The Gulf Co-operation Council (GCC) countries have the highest density of free-trade zones in the world. Dubai is on top of the list concerning both quality and quantity, and offers a free-trade solution for almost any economic sector. As giant neighbouring Iran opens up to the international business community, another competitor joins the hunt for international investors in the Gulf region.
A major link between East and West as well as to the growing markets of Africa and the Caucasus, Iran occupies a perfect geostrategic position for future investors. Even more important is its enormous domestic market of 80 million consumers and a diversified economy desperately in need of foreign investment and technology. The potential for existing and future Iranian free-trade zones as gateways to a very lucrative market is obvious.
The question is whether the regulatory framework of these free zones can be modified following the example of the United Arab Emirates and other successful countries in this field.
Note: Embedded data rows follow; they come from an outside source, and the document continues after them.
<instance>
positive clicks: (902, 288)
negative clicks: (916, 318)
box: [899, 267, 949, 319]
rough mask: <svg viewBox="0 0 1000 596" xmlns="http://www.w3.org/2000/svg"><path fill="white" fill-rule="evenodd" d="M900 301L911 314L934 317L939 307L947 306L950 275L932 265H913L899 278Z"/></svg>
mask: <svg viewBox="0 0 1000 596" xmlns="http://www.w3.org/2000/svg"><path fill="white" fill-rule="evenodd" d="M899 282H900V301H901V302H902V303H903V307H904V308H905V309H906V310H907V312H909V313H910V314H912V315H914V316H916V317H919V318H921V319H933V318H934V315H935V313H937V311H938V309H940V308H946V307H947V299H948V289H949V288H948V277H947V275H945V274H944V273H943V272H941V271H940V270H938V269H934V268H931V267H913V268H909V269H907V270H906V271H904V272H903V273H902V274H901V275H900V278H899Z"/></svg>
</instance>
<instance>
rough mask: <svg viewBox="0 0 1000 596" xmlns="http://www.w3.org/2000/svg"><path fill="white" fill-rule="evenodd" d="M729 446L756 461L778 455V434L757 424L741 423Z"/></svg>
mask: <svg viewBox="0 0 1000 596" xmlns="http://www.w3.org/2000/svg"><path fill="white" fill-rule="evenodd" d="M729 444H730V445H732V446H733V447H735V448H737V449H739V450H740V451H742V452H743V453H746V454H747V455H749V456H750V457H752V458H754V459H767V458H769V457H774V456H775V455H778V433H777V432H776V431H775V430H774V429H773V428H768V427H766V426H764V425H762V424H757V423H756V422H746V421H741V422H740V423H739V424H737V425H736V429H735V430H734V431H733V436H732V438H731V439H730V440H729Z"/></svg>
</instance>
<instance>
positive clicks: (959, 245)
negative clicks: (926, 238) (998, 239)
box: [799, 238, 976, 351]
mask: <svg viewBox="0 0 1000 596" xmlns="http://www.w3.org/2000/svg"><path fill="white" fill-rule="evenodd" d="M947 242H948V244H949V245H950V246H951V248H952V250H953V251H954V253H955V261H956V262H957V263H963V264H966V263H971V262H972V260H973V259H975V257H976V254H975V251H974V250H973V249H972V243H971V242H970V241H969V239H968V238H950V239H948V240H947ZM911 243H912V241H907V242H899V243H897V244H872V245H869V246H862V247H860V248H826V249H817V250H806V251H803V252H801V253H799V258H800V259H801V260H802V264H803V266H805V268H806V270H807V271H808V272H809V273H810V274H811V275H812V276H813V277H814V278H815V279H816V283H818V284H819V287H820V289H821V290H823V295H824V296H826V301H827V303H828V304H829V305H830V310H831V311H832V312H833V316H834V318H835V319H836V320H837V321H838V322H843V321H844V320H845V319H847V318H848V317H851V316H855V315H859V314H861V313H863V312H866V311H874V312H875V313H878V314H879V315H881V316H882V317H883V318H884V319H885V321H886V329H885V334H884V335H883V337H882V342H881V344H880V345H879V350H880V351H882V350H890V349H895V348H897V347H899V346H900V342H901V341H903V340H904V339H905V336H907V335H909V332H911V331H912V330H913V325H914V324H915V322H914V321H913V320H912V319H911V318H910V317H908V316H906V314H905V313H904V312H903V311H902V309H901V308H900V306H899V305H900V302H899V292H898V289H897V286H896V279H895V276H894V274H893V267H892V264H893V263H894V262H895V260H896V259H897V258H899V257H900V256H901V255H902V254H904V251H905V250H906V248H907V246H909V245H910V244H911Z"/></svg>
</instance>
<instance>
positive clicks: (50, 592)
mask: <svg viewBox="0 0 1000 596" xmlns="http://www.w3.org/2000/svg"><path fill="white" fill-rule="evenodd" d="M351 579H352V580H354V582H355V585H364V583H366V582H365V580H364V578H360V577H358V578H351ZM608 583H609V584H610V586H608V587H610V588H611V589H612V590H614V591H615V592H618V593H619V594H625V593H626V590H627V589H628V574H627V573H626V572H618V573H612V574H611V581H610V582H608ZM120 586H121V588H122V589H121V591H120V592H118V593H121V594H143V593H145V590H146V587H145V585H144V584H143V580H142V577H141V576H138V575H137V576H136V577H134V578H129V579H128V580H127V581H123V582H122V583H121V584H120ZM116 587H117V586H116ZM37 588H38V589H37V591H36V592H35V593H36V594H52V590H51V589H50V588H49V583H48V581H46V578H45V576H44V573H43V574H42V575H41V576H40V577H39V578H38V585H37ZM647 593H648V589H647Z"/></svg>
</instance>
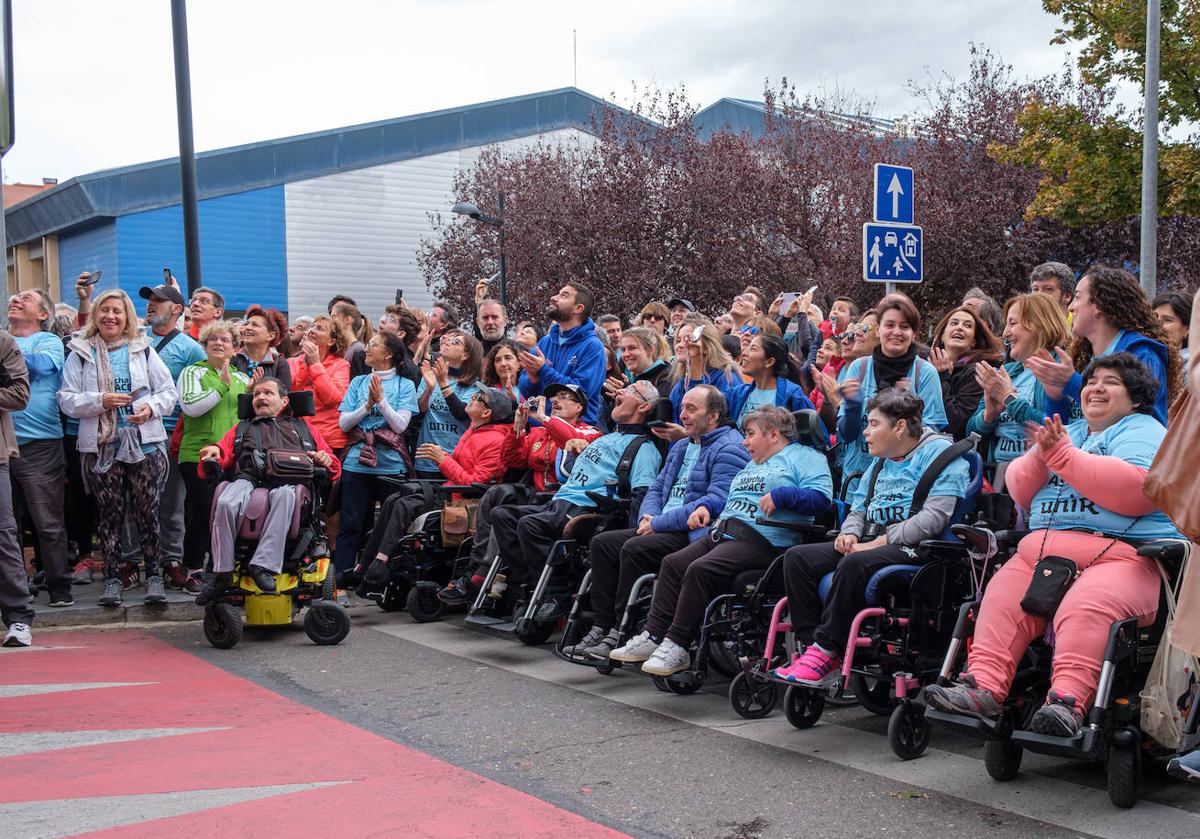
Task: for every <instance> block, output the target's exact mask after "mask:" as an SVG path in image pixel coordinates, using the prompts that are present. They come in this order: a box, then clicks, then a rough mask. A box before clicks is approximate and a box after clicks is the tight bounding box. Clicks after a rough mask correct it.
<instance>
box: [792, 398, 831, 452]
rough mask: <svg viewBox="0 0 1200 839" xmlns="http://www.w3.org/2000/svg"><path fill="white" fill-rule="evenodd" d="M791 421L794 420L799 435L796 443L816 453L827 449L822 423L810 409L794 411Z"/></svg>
mask: <svg viewBox="0 0 1200 839" xmlns="http://www.w3.org/2000/svg"><path fill="white" fill-rule="evenodd" d="M792 419H793V420H796V432H797V435H799V436H798V437H797V442H798V443H802V444H803V445H808V447H810V448H814V449H816V450H817V451H824V450H826V449H827V448H829V438H828V436H827V435H826V430H824V423H822V421H821V416H820V415H818V414H817V412H815V410H812V409H811V408H805V409H804V410H796V412H792Z"/></svg>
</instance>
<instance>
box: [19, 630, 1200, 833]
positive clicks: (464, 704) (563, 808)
mask: <svg viewBox="0 0 1200 839" xmlns="http://www.w3.org/2000/svg"><path fill="white" fill-rule="evenodd" d="M354 617H355V624H354V629H353V631H352V633H350V636H349V637H348V639H347V640H346V642H343V645H341V646H340V647H332V648H330V647H314V646H313V645H311V643H310V642H308V641H307V639H306V637H305V636H304V633H302V631H300V630H299V629H295V630H284V631H272V633H269V634H265V635H254V634H247V636H246V637H245V639H244V640H242V642H241V643H240V645H239V646H238V647H236V648H234V649H233V651H216V649H212V648H210V647H209V646H208V643H206V642H205V641H204V637H203V634H202V631H200V627H199V625H198V624H194V623H192V624H176V625H160V627H154V628H150V629H149V631H151V633H152V634H154V635H155V636H156V637H158V639H161V640H163V641H167V642H168V643H170V645H174V646H176V647H179V648H180V649H184V651H187V652H190V653H192V654H194V655H197V657H199V658H200V659H204V660H205V661H208V663H211V664H214V665H216V666H217V667H220V669H222V670H224V671H227V672H228V673H230V675H234V676H239V677H242V678H245V679H248V681H251V682H253V683H257V684H258V685H260V687H263V688H265V689H268V690H270V691H275V693H276V694H280V695H282V696H284V697H288V699H290V700H294V701H296V702H299V703H302V705H305V706H308V707H311V708H313V709H317V711H319V712H322V713H324V714H329V715H331V717H335V718H337V719H338V720H342V721H344V723H348V724H350V725H353V726H358V727H360V729H364V730H366V731H370V732H373V733H376V735H379V736H382V737H384V738H388V739H390V741H394V742H395V743H400V744H403V745H407V747H412V748H414V749H416V750H420V751H422V753H426V754H428V755H432V756H433V757H437V759H440V760H442V761H445V762H448V763H451V765H454V766H456V767H462V768H464V769H468V771H472V772H475V773H479V774H481V775H484V777H486V778H488V779H492V780H496V781H499V783H500V784H503V785H506V786H509V787H512V789H516V790H521V791H523V792H527V793H529V795H532V796H534V797H536V798H540V799H542V801H544V802H548V803H551V804H553V805H557V807H559V808H563V809H566V810H570V811H574V813H576V814H580V815H582V816H584V817H586V819H588V820H592V821H595V822H599V823H600V825H605V826H608V827H611V828H614V829H617V831H620V832H624V833H628V834H631V835H637V837H714V838H738V839H750V838H760V837H761V838H766V837H806V835H821V837H822V838H832V837H862V835H888V837H920V838H922V839H930V838H936V837H943V835H944V837H959V835H988V837H1028V835H1038V837H1080V835H1096V837H1121V838H1124V837H1156V839H1171V838H1174V837H1180V838H1183V837H1196V835H1200V796H1198V795H1196V790H1198V787H1195V786H1189V785H1186V784H1181V783H1177V781H1174V780H1170V779H1168V778H1166V775H1165V774H1164V773H1163V772H1162V769H1160V768H1158V767H1151V768H1150V769H1148V771H1147V779H1146V789H1145V790H1144V796H1142V799H1141V801H1140V802H1139V803H1138V805H1136V807H1135V808H1133V809H1132V810H1118V809H1116V808H1114V807H1111V804H1110V803H1109V801H1108V796H1106V792H1105V790H1104V775H1103V773H1102V771H1100V768H1099V766H1085V765H1076V763H1070V762H1066V761H1058V760H1054V759H1048V757H1040V756H1030V755H1027V756H1026V761H1025V767H1024V769H1022V774H1021V777H1020V778H1019V779H1018V780H1015V781H1013V783H1009V784H997V783H995V781H992V780H991V779H990V778H988V775H986V773H985V772H984V767H983V762H982V748H980V747H979V744H978V743H976V742H973V741H971V739H968V738H959V737H952V736H949V735H946V733H944V732H937V733H936V735H935V741H934V743H932V745H931V748H930V749H929V751H928V753H926V755H925V756H923V757H920V759H918V760H914V761H908V762H904V761H899V760H898V759H896V757H895V756H894V755H893V754H892V751H890V749H889V748H888V745H887V741H886V733H884V732H886V720H884V719H882V718H876V717H872V715H870V714H869V713H868V712H865V711H863V709H862V708H858V707H853V708H839V709H830V708H827V712H826V715H824V717H823V719H822V721H821V724H818V725H817V726H815V727H814V729H810V730H808V731H797V730H794V729H793V727H792V726H790V725H788V724H787V721H786V720H785V719H784V717H782V713H781V711H779V709H776V711H775V713H774V714H772V715H770V717H769V718H767V719H763V720H754V721H748V720H743V719H740V718H738V717H737V715H736V714H734V713H733V712H732V709H731V708H730V706H728V701H727V700H726V697H725V684H724V683H715V684H713V685H706V688H704V689H703V690H701V691H700V693H698V694H696V695H692V696H676V695H670V694H662V693H660V691H658V690H655V689H654V687H653V685H652V683H650V681H649V679H648V678H646V677H642V676H638V675H636V673H632V672H617V673H614V675H613V676H607V677H606V676H600V675H598V673H595V672H593V671H592V670H590V669H586V667H580V666H572V665H568V664H565V663H562V661H559V660H557V659H556V658H554V657H553V655H552V654H551V652H550V648H548V647H546V648H536V649H535V648H529V647H524V646H522V645H520V643H517V642H516V641H515V640H512V639H509V637H502V636H497V635H494V634H490V633H487V631H484V630H478V629H474V628H468V627H467V625H464V624H462V623H461V621H458V619H449V621H446V622H443V623H434V624H416V623H414V622H413V621H412V619H410V618H409V617H408V616H407V615H385V613H383V612H373V611H370V610H367V611H361V610H355V615H354ZM47 637H48V636H47V635H44V634H43V635H42V640H43V641H44V640H46V639H47ZM182 723H184V720H179V721H178V724H182ZM263 725H269V720H263ZM324 748H328V749H331V750H335V751H336V750H337V748H338V744H337V743H336V742H331V743H328V744H326V745H325V747H324ZM395 780H396V784H397V785H403V784H404V780H406V779H404V778H403V777H397V778H396V779H395ZM480 805H481V807H486V804H485V803H481V804H480ZM456 817H458V816H457V814H456V811H455V808H448V809H446V810H445V819H448V820H455V819H456ZM342 823H343V826H344V827H346V828H348V829H349V828H350V826H352V825H353V815H348V817H347V819H346V820H344V821H343V822H342ZM451 823H452V822H451ZM350 832H352V833H353V831H350Z"/></svg>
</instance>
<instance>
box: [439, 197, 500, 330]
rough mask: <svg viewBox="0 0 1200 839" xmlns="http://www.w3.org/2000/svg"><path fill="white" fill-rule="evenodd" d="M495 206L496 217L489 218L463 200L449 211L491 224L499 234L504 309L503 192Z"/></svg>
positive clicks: (483, 212)
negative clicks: (496, 207)
mask: <svg viewBox="0 0 1200 839" xmlns="http://www.w3.org/2000/svg"><path fill="white" fill-rule="evenodd" d="M497 206H498V208H499V209H498V215H494V216H490V215H487V214H486V212H482V211H481V210H480V209H479V208H478V206H475V205H474V204H472V203H470V202H466V200H463V202H458V203H457V204H455V205H454V208H451V210H450V211H451V212H454V214H455V215H460V216H467V217H468V218H473V220H475V221H478V222H480V223H482V224H491V226H492V227H494V228H496V229H497V230H498V232H499V235H500V305H502V306H505V307H506V306H508V305H509V293H508V290H509V289H508V286H506V283H505V280H506V276H505V274H504V193H503V192H500V196H499V200H498V202H497Z"/></svg>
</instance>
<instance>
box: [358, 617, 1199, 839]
mask: <svg viewBox="0 0 1200 839" xmlns="http://www.w3.org/2000/svg"><path fill="white" fill-rule="evenodd" d="M372 629H376V630H378V631H380V633H385V634H388V635H391V636H394V637H398V639H402V640H404V641H412V642H414V643H419V645H421V646H424V647H430V648H432V649H437V651H439V652H443V653H449V654H451V655H457V657H460V658H463V659H468V660H472V661H478V663H480V664H485V665H490V666H493V667H498V669H500V670H506V671H509V672H512V673H517V675H520V676H527V677H529V678H535V679H539V681H542V682H550V683H552V684H556V685H559V687H563V688H570V689H571V690H577V691H580V693H584V694H592V695H594V696H600V697H602V699H607V700H612V701H614V702H620V703H623V705H628V706H631V707H636V708H641V709H643V711H650V712H654V713H658V714H661V715H664V717H670V718H672V719H677V720H680V721H683V723H690V724H692V725H697V726H702V727H707V729H713V730H716V731H721V732H724V733H728V735H733V736H734V737H742V738H744V739H749V741H754V742H756V743H764V744H767V745H772V747H775V748H779V749H785V750H787V751H793V753H796V754H802V755H808V756H811V757H816V759H817V760H824V761H829V762H832V763H836V765H840V766H846V767H850V768H853V769H858V771H862V772H870V773H872V774H875V775H882V777H884V778H888V779H892V780H895V781H900V783H904V784H908V785H913V786H923V787H925V789H929V790H935V791H937V792H941V793H944V795H949V796H953V797H955V798H960V799H964V801H968V802H972V803H974V804H982V805H984V807H989V808H992V809H996V810H1004V811H1008V813H1013V814H1016V815H1022V816H1027V817H1030V819H1037V820H1039V821H1044V822H1048V823H1051V825H1057V826H1058V827H1064V828H1067V829H1069V831H1080V832H1084V833H1090V834H1092V835H1096V837H1103V838H1104V839H1127V838H1128V837H1129V835H1133V833H1134V831H1133V826H1134V825H1136V831H1135V832H1136V834H1138V835H1147V837H1156V839H1195V837H1198V835H1200V814H1195V813H1192V811H1189V810H1184V809H1181V808H1176V807H1170V805H1165V804H1158V803H1154V802H1147V801H1140V802H1139V803H1138V805H1136V808H1135V809H1134V810H1132V811H1129V810H1120V809H1117V808H1115V807H1112V804H1111V803H1110V802H1109V799H1108V795H1106V793H1105V792H1104V791H1100V790H1097V789H1093V787H1090V786H1084V785H1080V784H1074V783H1070V781H1067V780H1061V779H1057V778H1051V777H1046V775H1043V774H1038V773H1036V772H1025V773H1024V774H1021V775H1020V777H1019V778H1018V779H1016V780H1014V781H1010V783H1007V784H1000V783H997V781H994V780H992V779H991V778H989V777H988V774H986V772H985V771H984V768H983V761H982V760H979V759H977V757H970V756H965V755H960V754H956V753H953V751H948V750H944V749H937V748H930V749H929V750H928V751H926V753H925V755H924V756H923V757H920V759H918V760H912V761H901V760H899V759H896V757H895V756H894V755H893V754H892V750H890V748H889V747H888V744H887V742H886V741H884V739H883V738H881V737H880V736H878V735H875V733H871V732H868V731H862V730H859V729H854V727H851V726H846V725H840V724H836V723H828V721H823V723H820V724H818V725H816V726H815V727H812V729H809V730H806V731H797V730H796V729H793V727H792V726H791V725H788V724H787V721H786V720H784V719H782V714H781V709H776V711H775V713H774V714H773V717H768V718H767V719H761V720H743V719H742V718H739V717H737V714H734V713H733V709H732V708H730V705H728V701H727V700H726V699H725V697H724V696H719V695H713V694H708V693H701V694H696V695H694V696H676V695H673V694H664V693H661V691H659V690H655V689H654V687H653V685H652V684H650V682H649V679H648V678H646V677H643V676H640V675H636V673H631V672H618V673H614V675H613V676H601V675H600V673H598V672H595V671H589V670H588V669H586V667H582V666H577V665H570V664H566V663H565V661H562V660H559V659H558V658H556V657H554V655H553V654H552V653H551V652H550V648H548V647H541V648H535V647H526V646H523V645H521V643H518V642H516V641H515V640H514V641H509V640H506V639H503V637H496V636H492V635H486V634H482V633H476V631H473V630H469V629H467V628H466V627H462V625H458V624H454V623H424V624H421V623H407V622H406V623H388V624H378V625H373V627H372ZM780 700H782V695H780ZM864 713H866V712H864ZM938 736H942V732H936V731H935V742H936V738H937V737H938ZM1031 757H1033V756H1032V755H1027V756H1026V762H1030V759H1031ZM1058 763H1060V762H1054V765H1058Z"/></svg>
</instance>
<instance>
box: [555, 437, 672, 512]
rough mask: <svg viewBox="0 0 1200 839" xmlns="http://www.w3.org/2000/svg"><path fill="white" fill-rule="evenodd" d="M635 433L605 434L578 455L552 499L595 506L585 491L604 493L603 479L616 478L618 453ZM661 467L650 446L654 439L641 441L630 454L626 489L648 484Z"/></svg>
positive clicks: (658, 456) (653, 480)
mask: <svg viewBox="0 0 1200 839" xmlns="http://www.w3.org/2000/svg"><path fill="white" fill-rule="evenodd" d="M636 436H637V435H630V433H625V432H624V431H613V432H612V433H608V435H605V436H604V437H601V438H599V439H598V441H595V442H594V443H589V444H588V447H587V448H586V449H584V450H583V451H581V453H580V454H578V456H577V457H576V459H575V466H572V467H571V474H569V475H568V477H566V480H565V481H563V485H562V486H560V487H558V492H556V493H554V501H565V502H568V503H570V504H575V505H576V507H595V502H593V501H592V499H590V498H588V496H587V492H588V491H589V490H590V491H592V492H604V491H605V481H606V480H616V478H617V465H618V463H620V456H622V455H623V454H625V449H626V448H629V444H630V443H631V442H632V439H634V438H635V437H636ZM661 468H662V456H661V455H659V450H658V449H656V448H654V441H653V439H649V441H646V442H644V443H642V445H641V447H640V448H638V449H637V454H636V455H635V456H634V462H632V465H631V468H630V473H629V486H630V489H634V490H638V489H642V487H646V486H649V485H650V484H653V483H654V479H655V478H656V477H658V474H659V469H661Z"/></svg>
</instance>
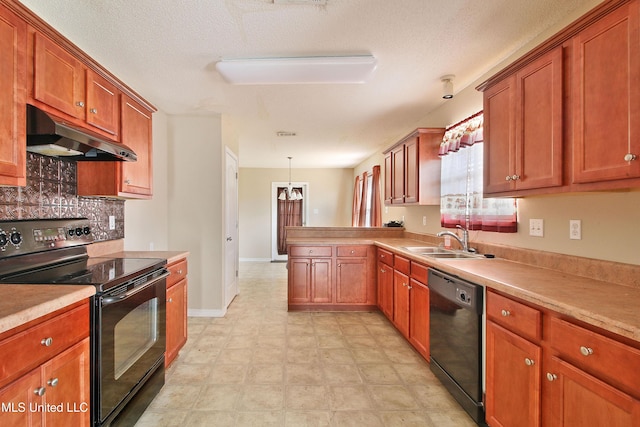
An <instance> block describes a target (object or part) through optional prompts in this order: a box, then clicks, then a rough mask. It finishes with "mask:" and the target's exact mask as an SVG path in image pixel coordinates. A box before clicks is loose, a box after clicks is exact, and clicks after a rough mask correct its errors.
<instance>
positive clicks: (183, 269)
mask: <svg viewBox="0 0 640 427" xmlns="http://www.w3.org/2000/svg"><path fill="white" fill-rule="evenodd" d="M167 269H168V270H169V272H170V273H171V274H169V277H167V288H169V287H171V286H173V285H175V284H176V283H178V282H179V281H180V280H182V279H184V278H185V277H187V260H186V259H182V260H180V261H177V262H174V263H173V264H170V265H168V266H167Z"/></svg>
Dubai in particular has been using free-trade zones as an instrument for bypassing the strict rules for foreign investors on the mainland by creating self-regulated zones with independent authorities that act as profit-oriented business units exempt from government interference. This strategy is probably one of main reasons for the tremendous success of its free trade zones.
Given the significant influence of government and other entities on the Iranian economy, it will be a complex task for its free zones to achieve a level of independence comparable to those of its neighbours. But any other form of governance will conflict with the nature of this tool for attracting foreign investors which is manifested in the name: free-trade zone. The modern interpretation of this concept is not limited to customs and taxes, but most importantly also to its governance.